Als es dann Frühling geworden war, kamen
viele Menschen in den Wald und das Ross lebte in ständiger Angst, entdeckt und
eingefangen zu werden.
„Ach wäre ich doch ein Baum.“ wünschte sich das Pferd an einem Tag im
Herbst unbedacht.
„Dann bräuchte ich nicht mehr auf der
Flucht zu sein. Ein Ende hätte es mit der Rastlosigkeit und der Furcht. Ich bräuchte
nicht mehr springen, könnte einfach stehen bleiben. Das wäre wirklich
wunderbar.“

"Zeig mir den Weg in die Freiheit. Gib mir ein Zeichen, leuchte mir.“
rief das verängstigte Pferd nach der
kleinen Fee. Hoch über dem schwarzen Wald begriff das Ross, es hatte einen jener
Wünsche ausgesprochen, die erhört werden und die sich erfüllen.

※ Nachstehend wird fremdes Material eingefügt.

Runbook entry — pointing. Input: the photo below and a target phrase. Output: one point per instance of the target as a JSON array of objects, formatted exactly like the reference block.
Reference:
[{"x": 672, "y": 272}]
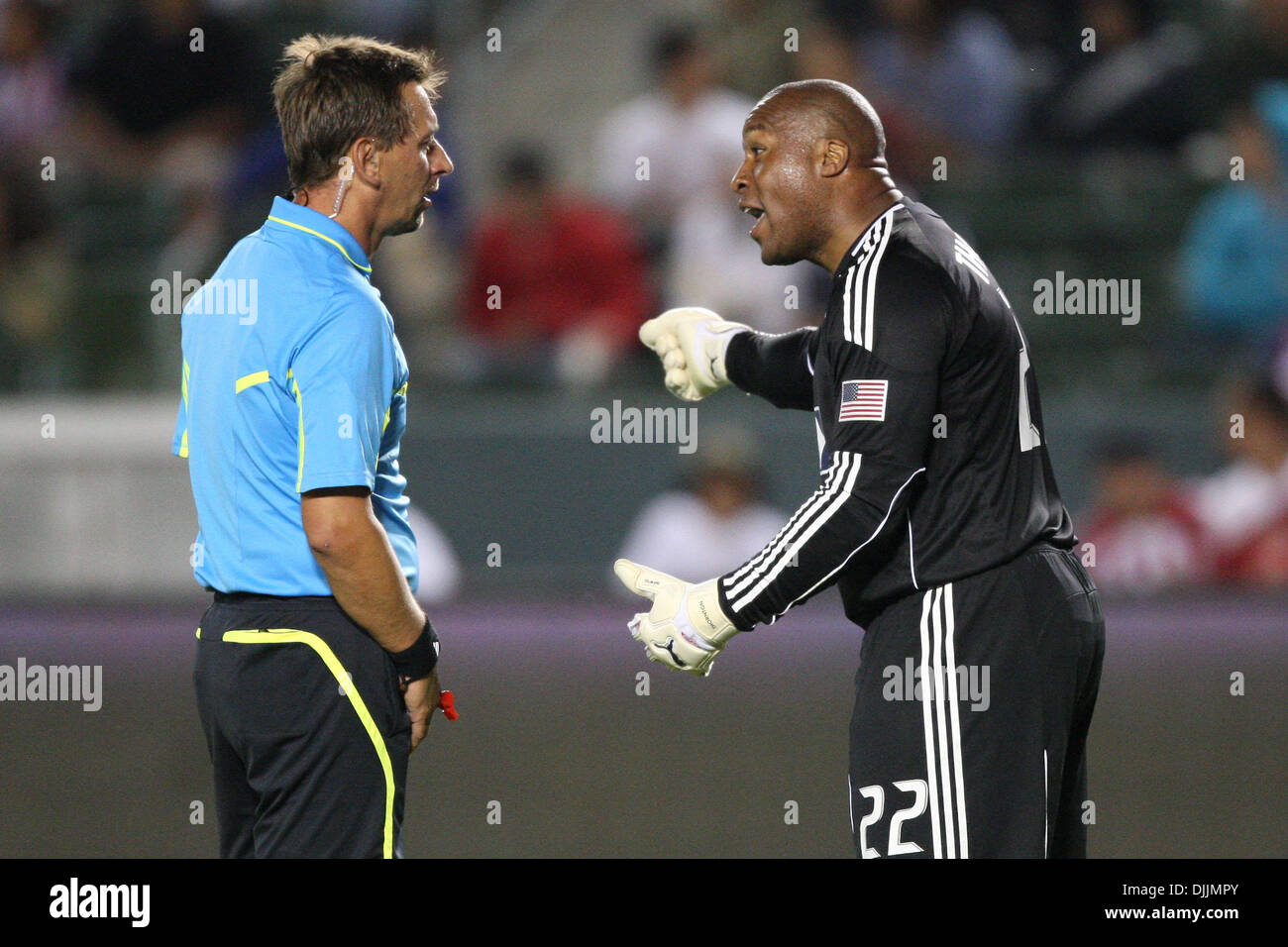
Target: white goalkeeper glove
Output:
[
  {"x": 686, "y": 628},
  {"x": 692, "y": 343}
]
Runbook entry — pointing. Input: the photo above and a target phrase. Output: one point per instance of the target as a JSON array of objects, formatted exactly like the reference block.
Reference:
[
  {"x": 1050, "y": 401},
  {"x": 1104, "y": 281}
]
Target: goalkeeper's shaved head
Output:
[
  {"x": 814, "y": 170},
  {"x": 822, "y": 108}
]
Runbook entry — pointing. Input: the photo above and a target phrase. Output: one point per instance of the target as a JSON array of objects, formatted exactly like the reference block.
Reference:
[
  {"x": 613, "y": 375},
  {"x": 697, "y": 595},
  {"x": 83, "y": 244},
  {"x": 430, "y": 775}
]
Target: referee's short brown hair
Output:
[{"x": 334, "y": 90}]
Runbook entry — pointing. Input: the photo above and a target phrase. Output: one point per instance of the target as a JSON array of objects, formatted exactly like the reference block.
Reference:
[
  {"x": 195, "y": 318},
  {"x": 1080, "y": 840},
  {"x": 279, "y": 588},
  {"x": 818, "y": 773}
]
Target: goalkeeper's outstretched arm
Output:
[{"x": 777, "y": 368}]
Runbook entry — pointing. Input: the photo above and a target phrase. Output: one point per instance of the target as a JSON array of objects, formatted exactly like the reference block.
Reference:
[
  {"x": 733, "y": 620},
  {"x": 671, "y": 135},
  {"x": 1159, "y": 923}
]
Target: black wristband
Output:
[{"x": 420, "y": 659}]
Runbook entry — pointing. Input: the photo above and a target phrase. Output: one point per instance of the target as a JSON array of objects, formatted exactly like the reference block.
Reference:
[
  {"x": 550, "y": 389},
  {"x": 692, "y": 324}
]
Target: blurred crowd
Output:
[{"x": 137, "y": 141}]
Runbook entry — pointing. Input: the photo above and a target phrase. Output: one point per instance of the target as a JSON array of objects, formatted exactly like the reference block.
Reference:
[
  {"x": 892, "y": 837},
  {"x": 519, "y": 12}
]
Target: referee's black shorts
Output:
[
  {"x": 307, "y": 729},
  {"x": 973, "y": 702}
]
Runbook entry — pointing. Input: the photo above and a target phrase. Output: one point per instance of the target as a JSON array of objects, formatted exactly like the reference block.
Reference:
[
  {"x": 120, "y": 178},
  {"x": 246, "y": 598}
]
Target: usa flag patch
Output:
[{"x": 863, "y": 399}]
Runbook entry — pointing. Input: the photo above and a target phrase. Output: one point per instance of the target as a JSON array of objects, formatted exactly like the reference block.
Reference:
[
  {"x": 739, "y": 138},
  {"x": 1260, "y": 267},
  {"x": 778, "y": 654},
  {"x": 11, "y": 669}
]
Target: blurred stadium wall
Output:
[{"x": 97, "y": 518}]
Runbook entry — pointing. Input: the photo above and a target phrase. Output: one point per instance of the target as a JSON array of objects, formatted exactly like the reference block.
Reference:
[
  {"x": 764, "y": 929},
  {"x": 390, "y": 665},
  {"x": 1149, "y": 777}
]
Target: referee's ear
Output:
[
  {"x": 831, "y": 157},
  {"x": 366, "y": 161}
]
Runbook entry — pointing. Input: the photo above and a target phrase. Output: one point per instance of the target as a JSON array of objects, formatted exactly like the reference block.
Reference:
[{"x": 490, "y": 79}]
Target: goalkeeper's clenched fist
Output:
[
  {"x": 686, "y": 628},
  {"x": 692, "y": 343}
]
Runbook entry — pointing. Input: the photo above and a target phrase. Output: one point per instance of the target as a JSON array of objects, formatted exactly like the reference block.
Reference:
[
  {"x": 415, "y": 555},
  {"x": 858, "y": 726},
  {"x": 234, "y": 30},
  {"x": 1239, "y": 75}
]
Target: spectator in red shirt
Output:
[
  {"x": 557, "y": 282},
  {"x": 1244, "y": 505},
  {"x": 1144, "y": 535}
]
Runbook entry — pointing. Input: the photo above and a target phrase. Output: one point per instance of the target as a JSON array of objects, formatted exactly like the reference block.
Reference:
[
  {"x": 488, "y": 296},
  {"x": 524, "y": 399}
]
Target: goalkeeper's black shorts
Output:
[
  {"x": 307, "y": 729},
  {"x": 971, "y": 714}
]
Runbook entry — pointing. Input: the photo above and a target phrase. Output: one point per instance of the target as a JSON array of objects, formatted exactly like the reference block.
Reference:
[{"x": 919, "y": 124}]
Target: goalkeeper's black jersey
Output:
[{"x": 931, "y": 451}]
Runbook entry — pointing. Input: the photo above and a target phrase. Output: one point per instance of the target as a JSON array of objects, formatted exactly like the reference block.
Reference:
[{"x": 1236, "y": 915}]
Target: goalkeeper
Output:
[{"x": 936, "y": 510}]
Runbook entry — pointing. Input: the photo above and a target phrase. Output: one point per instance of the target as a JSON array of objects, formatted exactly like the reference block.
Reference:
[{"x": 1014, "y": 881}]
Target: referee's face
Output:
[
  {"x": 411, "y": 169},
  {"x": 776, "y": 185}
]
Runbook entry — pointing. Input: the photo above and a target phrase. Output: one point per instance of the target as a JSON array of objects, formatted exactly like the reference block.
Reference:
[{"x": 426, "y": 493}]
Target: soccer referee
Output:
[
  {"x": 316, "y": 668},
  {"x": 936, "y": 513}
]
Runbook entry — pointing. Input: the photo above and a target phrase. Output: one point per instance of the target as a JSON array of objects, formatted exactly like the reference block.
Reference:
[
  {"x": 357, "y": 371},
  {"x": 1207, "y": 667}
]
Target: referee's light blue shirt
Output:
[{"x": 292, "y": 380}]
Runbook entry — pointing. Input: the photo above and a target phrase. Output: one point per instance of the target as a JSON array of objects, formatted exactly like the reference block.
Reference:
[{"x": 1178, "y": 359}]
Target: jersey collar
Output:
[
  {"x": 307, "y": 222},
  {"x": 863, "y": 239}
]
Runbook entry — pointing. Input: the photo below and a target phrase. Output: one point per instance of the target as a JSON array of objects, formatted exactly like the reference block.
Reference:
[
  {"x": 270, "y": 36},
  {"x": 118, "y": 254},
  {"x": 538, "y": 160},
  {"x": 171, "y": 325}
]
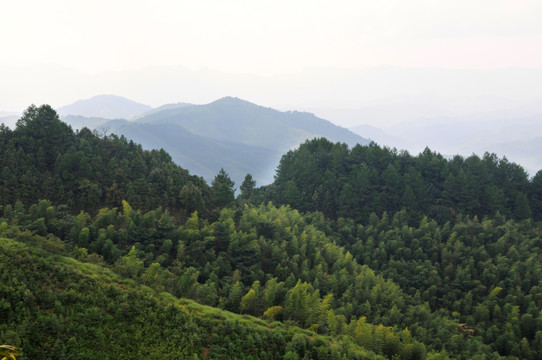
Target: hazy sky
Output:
[{"x": 270, "y": 37}]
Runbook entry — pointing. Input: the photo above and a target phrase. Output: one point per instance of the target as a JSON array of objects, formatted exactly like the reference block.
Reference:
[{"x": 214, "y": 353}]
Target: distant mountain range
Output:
[
  {"x": 229, "y": 133},
  {"x": 104, "y": 106},
  {"x": 518, "y": 138}
]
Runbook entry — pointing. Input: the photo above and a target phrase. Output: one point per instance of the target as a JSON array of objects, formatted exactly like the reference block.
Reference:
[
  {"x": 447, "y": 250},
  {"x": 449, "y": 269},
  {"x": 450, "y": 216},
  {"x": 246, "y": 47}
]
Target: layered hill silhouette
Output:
[
  {"x": 229, "y": 133},
  {"x": 104, "y": 106}
]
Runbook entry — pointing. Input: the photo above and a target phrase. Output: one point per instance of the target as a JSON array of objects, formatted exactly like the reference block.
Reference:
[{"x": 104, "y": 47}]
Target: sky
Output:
[
  {"x": 271, "y": 37},
  {"x": 59, "y": 51}
]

Der Erdenzauber zur Wunscherfüllung war übermächtig
und der orkanartige Wind tosend laut gewesen. Die kleine Fee Flügelschlag
konnte das Rufen des Rosses in solchem Getöse unmöglich hören. Im Auge des Wirbels verwandelte sich das vierbeinige
weiße Tier in einen Baum mit vier kräftigen Wurzeln und einen Stamm überzogen
mit fellartigen Flechten. Im Stamm des Wunschbaumes war gut getarnt, der Pferdekopf
mit einer langen Flechtenmähne kaum zu erkennen. Erst als der Wirbel die
Wurzeln des Baumes, der gerade noch ein Ross gewesen war, tief in die Erde
getrieben hatte, zischte der Zauberwind auf und davon. Als der Spuk vorüber war, kamen viele
Neugierige an den Ort der Verwandlung. Die Fee Flügelschlag war eine der ersten
Besucherinnen. Sie machte sich große Vorwürfe, dass sie das unerfahrene Fohlen
nicht genug gewarnt hatte vor unüberlegtem Wunschdenken. Sie erkannte das
freiheitsliebende Ross im sprachlosen Baum wieder und streichelte es sanft. Ihr
hatte das Wesen in seiner früheren Gestalt besser gefallen, aber es war ihr
nicht möglich den Zauber rückgängig zu machen.
Das verwunschene Ross war nie allein. Es
hatte sich bald an seine neue Gestalt gewöhnt, die Vorteile des Baumseins zu
schätzen gelernt und die Nachteile im Rückblick auf das was es vor der
Verwandlung gewesen war akzeptieren gelernt. Für seine Freunde streckte der
Rossbaum seine Zweige weit aus, spendete ihnen Schatten und denen die auf der
Flucht waren bot er gute Verstecke. Noch heute flattern die Schmetterlingsfeen
um den Rossbaum, dessen Flechtenfell dicht geworden ist. Das üppige
Flechtenwachstum zeigt an, dass die Luftqualität im Schwarzwald sehr hoch ist und dass sich das verzauberte Ross dort wohl fühlt.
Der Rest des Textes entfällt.